Parenting requires patience, compassion and the ability to adjust on the fly. Every child needs a different approach and just as children grow and learn, so do parents.
Since July is Purposeful Parenting month, now marks a good time to learn about a parenting method that could be beneficial to your family. It’s called purposeful parenting, a parent-led movement that has grown in popularity over the last half-decade. Now that kids are out of school, the extra time spent together could allow parents to take a more proactive approach to their child’s development by applying the American Academy of Pediatrics’ (AAP’s) six parts of purposeful parenting.
Parenting with Purpose
Being a present parent and a purposeful parent are two different things. Purposeful parenting is about actively engaging with your children, with long-term goals in mind as to how they can become the best versions of themselves. It’s about connecting, listening, discussing, and nurturing.
The AAP believes that by being protective, personal, progressive, positive, playful and purposeful, parents and caregivers can decrease toxic stress. Toxic stress can affect the way children mentally and physically develop. When parents work to decrease toxic stress, their innate ability to learn, contribute and connect with others is free to flourish. The six parts or “P’s” of purposeful parenting are designed to do just that.
The six parts of purposeful parenting
Personal: Strong personal relationships decrease toxic stress, so prioritize being kind and gentle when communicating. Make a habit of looking them in the eyes to let them know you hear them and are engaged. Try to teach helpful behaviors by saying phrases like “The next time you are mad, try using your words” in place of “stop it!” and “no!”
Positive: Promoting positive thinking from a young age means weaving positivity and love into the way you communicate with everyone around you – not just your child. View meltdowns and arguments as learning and growth opportunities that you can point out to your child, while praising them when they show effort or accomplish something.
Playful: Playfulness can spark creativity in your child. Finding time to be silly and playful can strengthen the relationship between you and your child. Reading together is a good time to show your playful side. Sports, board games and other activities allow you to be playful and expressive in front of your child and can encourage them to display the same traits.
Progressive: Be willing to ditch old techniques and apply new ones as your child grows and your relationship evolves. The AAP states that it’s important to recognize and support the new skills your child is learning and practicing, and to re-affirm them by saying “I’m proud of you for using your words when you were angry” and “Thanks for coming to me first instead of trying to fix this yourself.”
Protective: Part of being protective is making sure your child’s basic needs are met: food, shelter, sleep and support. You also want to ensure safety, which can be achieved through ensuring availability. Let them know you are there any time they want to discuss their concerns and ask questions. Build trust by talking about difficult emotions and times of sadness. Let them know you can get through those times together.
Purposeful: Tying the six parts of purposeful parenting together is the primary tentpole of the method, which is to be purposeful. Think about the long-term goals or purpose of parenting. This involves nurturing the basic skills that children need to be successful, according to the AAP:
- Self-control (or, emotional regulation)
- Social skills
Try to discover the purpose behind your child’s behavior so you can help them learn and grow.
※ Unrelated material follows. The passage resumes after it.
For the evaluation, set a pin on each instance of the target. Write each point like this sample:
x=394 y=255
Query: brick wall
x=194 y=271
This will often require parents and caregivers to recognize and empathize with their child’s point of view.
To summarize, purposeful parenting revolves around being intentional and empathetic in how you raise and communicate with your children. Remind yourself that parenting is extremely difficult, and no parent is perfect. Other challenges in life are going to divert time and energy away from parenting every single day. Don’t be afraid to apologize for actions that go against your purposeful parenting principles. This can set a good example for your children and hopefully pass empathetic behavior onto them, as they learn how meaningful it can be to someone who you are kind to them during difficult circumstances.